Title: Harish-Chandra bimodules in complex rank
Date: Friday, April 22, 2022 | 3:00pm | Room: 2-135
Committee: Pavel Etingof, Roman Bezrukavnikov, Andrei Negut

Abstract

The Deligne tensor categories are defined as an interpolation of the categories of representations of groups GL_n, O_n, Sp_{2n} or S_n to the complex values of the parameter n. One can extend many classical representation-theoretic notions and constructions to this context. These complex rank analogs of classical objects provide insights into their stable behavior patterns as n goes to infinity.

I will talk about some of my results on Harish-Chandra bimodules in the Deligne categories. It is known that in the classical case simple Harish-Chandra bimodules admit a classification in terms of W-orbits of certain pairs of weights. However, the notion of weight is not well-defined in the setting of the Deligne categories. I will explain how in complex rank the above-mentioned classification translates to a condition on the corresponding (left and right) central characters.

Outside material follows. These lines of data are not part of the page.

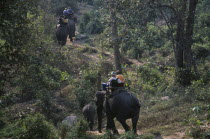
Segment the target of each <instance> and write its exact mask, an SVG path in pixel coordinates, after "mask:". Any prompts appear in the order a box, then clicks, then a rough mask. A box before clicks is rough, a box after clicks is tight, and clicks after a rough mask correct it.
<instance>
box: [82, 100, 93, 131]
mask: <svg viewBox="0 0 210 139" xmlns="http://www.w3.org/2000/svg"><path fill="white" fill-rule="evenodd" d="M82 113H83V116H84V118H85V119H86V120H87V122H88V124H89V128H90V130H91V131H93V125H94V119H95V115H96V107H95V105H94V103H92V102H91V103H89V104H87V105H85V106H84V107H83V108H82Z"/></svg>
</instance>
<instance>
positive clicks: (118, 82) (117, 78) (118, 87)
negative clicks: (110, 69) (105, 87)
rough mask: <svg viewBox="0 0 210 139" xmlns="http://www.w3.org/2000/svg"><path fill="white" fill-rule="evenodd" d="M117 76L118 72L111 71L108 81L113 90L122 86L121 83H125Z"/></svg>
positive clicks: (116, 88) (108, 82) (112, 91)
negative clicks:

Another interesting phenomenon arising in complex rank is that there are two ways to define Harish-Chandra bimodules. That is, one can either require that the center acts locally finitely on a bimodule M or that M has a finite K-type. The two conditions are known to be equivalent for a semi-simple Lie algebra in the classical setting, however, in the Deligne categories, it is no longer the case. I will talk about a way to construct examples of Harish-Chandra bimodules of finite K-type using the ultraproduct realization of the Deligne categories.

Sahana Vasudevan

Title: Large genus bounds for the distribution of triangulated surfaces in moduli space
Date: Thursday, April 14, 2022 | 2:00pm | Room: 2-449
Committee: Larry Guth (advisor), Tomasz Mrowka, Scott Sheffield

Abstract

A triangulated surface is a compact surface formed by gluing together unit equilateral triangles. When the genus is at least two, it admits a unique conformal hyperbolic metric. Brooks and Makover started the study of random triangulated surfaces in the large genus limit, and proved results about their systole, diameter and Cheeger constant. Subsequently, Mirzakhani proved analogous results about random hyperbolic surfaces. These results motivate the question: how are triangulated surfaces distributed in the moduli space of hyperbolic surfaces, as the genus becomes large? In my thesis, I proved that triangulated surfaces are well distributed in moduli space in a fairly strong sense.

Ruoxuan Yang

Title: Stable and unstable shock formation of the Burgers-Hilbert equation
Date: Wednesday, April 6, 2022 | 10:30am | Room: 2-361 (Also on Zoom)
Committee: Gigliola Staffilani (advisor), David Jerison, Andrew Lawrie

Abstract

The study of singularities has been an important part in the analysis of PDEs. One key type of singularities is shock. In many cases the shock has a self-similarity structure. Recently, the modulated self-similarity technique has achieved success in fluid dynamic equations. In this thesis, we apply this technique to establish finite time shock formation of the Burgers-Hilbert equation. The shocks are asymptotic self-similar at one single point. The shocks can be stable or unstable, both of which have an explicitly computable singularity profile, and the shock formation time and location are described by explicit ODEs. For the stable shock, the initial data are in an open set in the H^5-norm, and the shock profile is a cusp with Holder 1/3 continuity. For the unstable shock, the initial data are in a co-dimension 2 subset of the H^9 space, and the shock profile is of Holder 1/5 continuity. Both cases utilize a transformation to appropriated self-similar coordinates, the quantitative properties of the corresponding self-similar solution to the inviscid Burgers' equation, and transport estimates. In the case of unstable shock, we, in addition, control the two unstable directions by Newton's iteration.